Eli Lilly, Novo’s main rival for the obesity market, shared phase 3 data on a small-molecule GLP-1 in April. The readout suggested Lilly’s orforglipron can provide Ozempic-like efficacy in Type 2 diabetes. Lilly is now racing toward phase 3 obesity readouts that could position it to file for approval in weight loss this year. The drugmaker is planning submissions in Type 2 diabetes in 2026.
Septerna’s discovery-stage programs are years behind Lilly, but the biotech has made the case that it has a unique feature that sets its molecules apart from the competition. Now, Septerna has the validation of a deal with Novo that is worth up to $2.2 billion across an upfront payment and milestones.
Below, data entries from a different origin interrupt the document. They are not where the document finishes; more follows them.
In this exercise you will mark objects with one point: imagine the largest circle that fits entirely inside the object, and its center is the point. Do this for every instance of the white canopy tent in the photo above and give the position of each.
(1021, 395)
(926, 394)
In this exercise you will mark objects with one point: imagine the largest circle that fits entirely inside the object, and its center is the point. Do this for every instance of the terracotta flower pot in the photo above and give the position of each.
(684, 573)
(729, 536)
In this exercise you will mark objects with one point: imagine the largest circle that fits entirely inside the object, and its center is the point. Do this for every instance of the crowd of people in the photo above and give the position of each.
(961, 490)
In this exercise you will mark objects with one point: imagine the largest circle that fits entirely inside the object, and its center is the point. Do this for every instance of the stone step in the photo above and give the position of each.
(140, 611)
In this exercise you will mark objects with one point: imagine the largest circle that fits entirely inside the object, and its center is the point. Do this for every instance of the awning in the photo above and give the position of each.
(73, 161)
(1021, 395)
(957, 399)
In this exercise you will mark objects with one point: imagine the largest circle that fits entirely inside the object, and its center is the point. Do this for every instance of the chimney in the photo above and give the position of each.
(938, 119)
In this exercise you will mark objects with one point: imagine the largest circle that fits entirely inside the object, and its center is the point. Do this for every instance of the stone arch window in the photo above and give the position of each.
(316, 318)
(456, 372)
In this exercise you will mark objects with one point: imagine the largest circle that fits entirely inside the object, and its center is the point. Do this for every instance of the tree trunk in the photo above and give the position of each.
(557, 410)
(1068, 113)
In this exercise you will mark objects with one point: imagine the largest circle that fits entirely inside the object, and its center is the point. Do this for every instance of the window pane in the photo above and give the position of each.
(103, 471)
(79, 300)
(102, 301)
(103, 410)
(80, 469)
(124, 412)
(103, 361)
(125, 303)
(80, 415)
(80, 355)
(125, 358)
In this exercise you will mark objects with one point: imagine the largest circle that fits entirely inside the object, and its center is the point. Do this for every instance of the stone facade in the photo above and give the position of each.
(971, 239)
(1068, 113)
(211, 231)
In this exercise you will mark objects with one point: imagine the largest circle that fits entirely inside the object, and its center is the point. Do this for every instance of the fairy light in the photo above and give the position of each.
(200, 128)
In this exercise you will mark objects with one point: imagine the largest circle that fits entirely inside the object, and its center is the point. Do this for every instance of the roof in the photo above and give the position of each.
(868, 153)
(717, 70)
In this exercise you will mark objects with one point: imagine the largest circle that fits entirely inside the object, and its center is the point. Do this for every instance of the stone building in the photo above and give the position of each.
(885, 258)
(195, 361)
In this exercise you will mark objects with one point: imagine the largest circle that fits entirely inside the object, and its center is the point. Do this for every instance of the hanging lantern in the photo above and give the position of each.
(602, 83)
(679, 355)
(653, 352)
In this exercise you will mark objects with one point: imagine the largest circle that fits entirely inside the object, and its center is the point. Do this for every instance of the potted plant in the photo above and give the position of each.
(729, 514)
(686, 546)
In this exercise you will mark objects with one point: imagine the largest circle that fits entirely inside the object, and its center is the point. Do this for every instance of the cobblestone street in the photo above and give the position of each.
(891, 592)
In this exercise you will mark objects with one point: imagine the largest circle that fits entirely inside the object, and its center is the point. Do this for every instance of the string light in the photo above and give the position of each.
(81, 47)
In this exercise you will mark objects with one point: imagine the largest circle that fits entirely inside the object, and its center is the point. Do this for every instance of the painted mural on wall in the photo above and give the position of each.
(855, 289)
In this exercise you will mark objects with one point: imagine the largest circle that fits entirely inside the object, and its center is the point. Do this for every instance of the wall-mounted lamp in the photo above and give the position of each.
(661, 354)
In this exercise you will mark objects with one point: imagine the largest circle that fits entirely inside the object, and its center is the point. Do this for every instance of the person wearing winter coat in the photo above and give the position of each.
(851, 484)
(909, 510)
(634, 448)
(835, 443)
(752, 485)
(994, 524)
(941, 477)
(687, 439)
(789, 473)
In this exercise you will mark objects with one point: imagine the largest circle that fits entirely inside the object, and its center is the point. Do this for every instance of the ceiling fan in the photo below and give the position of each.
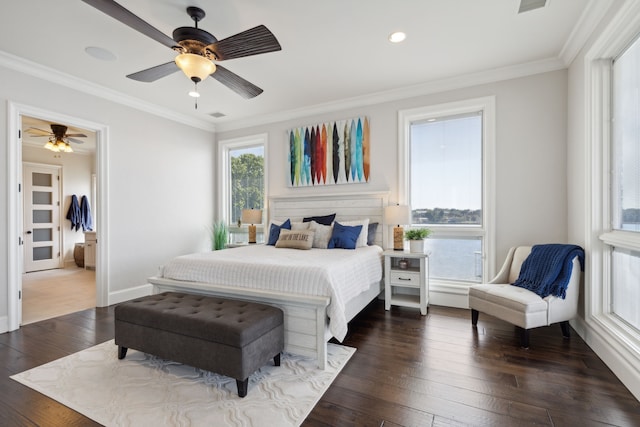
(198, 50)
(58, 138)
The biotech’s belief it can come from behind to make a mark on the obesity and diabetes markets rests on the discovery of a binding pocket. Because the pocket has similarity across GLP-1, GIP and glucagon, Septerna believes it can hit multiple incretin receptors using a single small molecule. Septerna’s binding site has 80% to 90% sequence similarity across the three receptors, versus 40% to 60% for rival assets.
Talking at the J.P. Morgan Healthcare Conference in January, Septerna CEO Jeffrey Finer, M.D., Ph.D., said the company was studying a single-target GIP receptor agonist and a dual-action molecule that hits GIP and glucagon. The biotech had also “started to get some traction” on a triple-action molecule that could activate GLP-1, GIP and glucagon simultaneously.
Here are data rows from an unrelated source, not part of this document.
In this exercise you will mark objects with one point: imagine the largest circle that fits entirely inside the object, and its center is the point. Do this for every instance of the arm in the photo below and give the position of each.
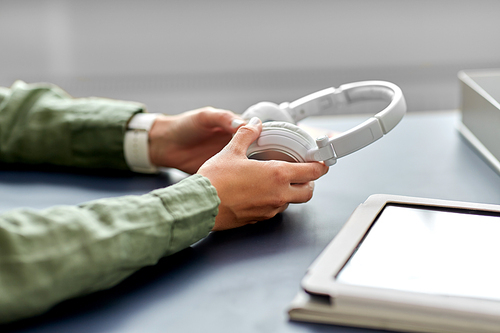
(67, 251)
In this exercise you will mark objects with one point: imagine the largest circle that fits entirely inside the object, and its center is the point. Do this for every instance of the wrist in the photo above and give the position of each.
(158, 138)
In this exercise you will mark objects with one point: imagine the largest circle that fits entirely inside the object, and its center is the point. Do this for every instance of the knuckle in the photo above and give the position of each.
(278, 201)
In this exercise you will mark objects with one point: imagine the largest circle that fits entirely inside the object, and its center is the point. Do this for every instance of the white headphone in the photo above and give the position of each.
(281, 139)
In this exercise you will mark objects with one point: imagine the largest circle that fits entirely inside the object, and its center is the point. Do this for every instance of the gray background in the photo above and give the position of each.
(179, 55)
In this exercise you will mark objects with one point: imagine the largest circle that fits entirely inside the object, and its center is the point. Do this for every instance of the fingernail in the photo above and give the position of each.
(237, 123)
(254, 121)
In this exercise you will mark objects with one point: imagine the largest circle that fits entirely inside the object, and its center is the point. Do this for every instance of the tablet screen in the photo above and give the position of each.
(421, 249)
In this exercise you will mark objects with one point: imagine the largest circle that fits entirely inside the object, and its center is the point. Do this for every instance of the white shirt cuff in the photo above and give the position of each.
(136, 143)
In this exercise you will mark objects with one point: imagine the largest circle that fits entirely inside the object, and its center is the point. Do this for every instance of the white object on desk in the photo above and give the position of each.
(480, 124)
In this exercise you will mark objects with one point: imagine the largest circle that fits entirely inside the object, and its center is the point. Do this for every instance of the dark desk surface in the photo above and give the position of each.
(243, 280)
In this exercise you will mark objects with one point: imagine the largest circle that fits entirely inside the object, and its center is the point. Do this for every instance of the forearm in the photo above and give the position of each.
(41, 124)
(63, 252)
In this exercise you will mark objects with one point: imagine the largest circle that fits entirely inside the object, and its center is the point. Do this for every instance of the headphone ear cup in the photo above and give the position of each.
(267, 111)
(281, 141)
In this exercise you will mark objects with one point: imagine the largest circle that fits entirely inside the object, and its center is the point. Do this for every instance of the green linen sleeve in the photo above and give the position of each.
(41, 124)
(66, 251)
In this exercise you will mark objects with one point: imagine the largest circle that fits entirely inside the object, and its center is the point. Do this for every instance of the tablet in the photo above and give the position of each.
(409, 264)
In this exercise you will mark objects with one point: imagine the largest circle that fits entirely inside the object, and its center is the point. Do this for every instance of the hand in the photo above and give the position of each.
(187, 140)
(252, 190)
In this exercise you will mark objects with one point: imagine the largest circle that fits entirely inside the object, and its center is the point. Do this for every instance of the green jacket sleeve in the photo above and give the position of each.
(42, 124)
(62, 252)
(66, 251)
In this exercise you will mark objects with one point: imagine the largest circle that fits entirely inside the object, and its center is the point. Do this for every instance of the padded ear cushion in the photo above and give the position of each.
(282, 141)
(306, 138)
(267, 111)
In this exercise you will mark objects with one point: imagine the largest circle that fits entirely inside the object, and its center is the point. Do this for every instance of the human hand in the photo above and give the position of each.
(252, 190)
(187, 140)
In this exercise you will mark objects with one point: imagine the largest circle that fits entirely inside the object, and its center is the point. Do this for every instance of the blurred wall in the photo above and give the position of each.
(178, 55)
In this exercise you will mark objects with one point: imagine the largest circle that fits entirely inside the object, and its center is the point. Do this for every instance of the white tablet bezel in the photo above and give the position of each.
(389, 309)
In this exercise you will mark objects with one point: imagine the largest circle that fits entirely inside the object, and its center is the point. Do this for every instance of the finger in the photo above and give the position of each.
(300, 193)
(223, 119)
(245, 136)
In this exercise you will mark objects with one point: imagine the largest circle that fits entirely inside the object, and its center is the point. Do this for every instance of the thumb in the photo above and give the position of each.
(245, 136)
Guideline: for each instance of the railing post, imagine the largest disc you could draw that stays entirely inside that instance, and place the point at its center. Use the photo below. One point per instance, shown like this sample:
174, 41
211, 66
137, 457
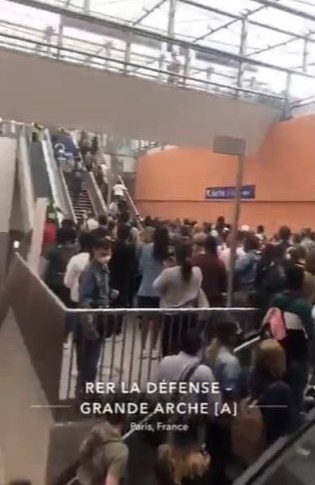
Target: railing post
108, 52
187, 65
60, 40
171, 21
242, 52
287, 96
161, 66
127, 56
305, 54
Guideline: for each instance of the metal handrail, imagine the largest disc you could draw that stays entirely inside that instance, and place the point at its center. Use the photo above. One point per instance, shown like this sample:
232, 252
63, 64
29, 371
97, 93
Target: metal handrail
122, 311
98, 192
183, 77
131, 202
146, 419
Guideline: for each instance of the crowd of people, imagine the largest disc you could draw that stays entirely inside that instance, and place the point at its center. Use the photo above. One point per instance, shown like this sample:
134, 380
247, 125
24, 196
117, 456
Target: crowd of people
180, 264
115, 262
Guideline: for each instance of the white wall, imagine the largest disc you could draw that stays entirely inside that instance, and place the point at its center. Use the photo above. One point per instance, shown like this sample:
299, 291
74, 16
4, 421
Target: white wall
7, 179
25, 431
52, 92
26, 185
Septerna has shared (PDF) mouse data on the GIP receptor agonist. Mice lost a little weight after taking the small molecule as a monotherapy, but the combination data are more compelling. Septerna studied a combination of its GIP receptor agonist and semaglutide, the GLP-1 drug in Novo’s Ozempic and Wegovy. Mice on the combination lost 33% of their body weight in 14 days, compared to 24% for semaglutide.
Weight loss on the combination mirrored data on mice that received tirzepatide, the active ingredient in Lilly’s Mounjaro and Zepbound. Whereas semaglutide only hits GLP-1, tirzepatide acts on both GLP-1 and GIP. People lose more weight on tirzepatide than semaglutide, giving Lilly an edge in a booming market. Septerna’s data suggest adding an oral GIP agonist to semaglutide provides tirzepatide-like efficacy.
Novo and Septerna will initially work on four development programs for small molecules aimed at one or more targets, including GLP-1, GIP and glucagon. The partners will collaborate jointly in the early stages of the programs. Novo will take sole responsibility starting at IND-enabling activities. The agreement gives Septerna an option to take a share of the profits on one program instead of milestones.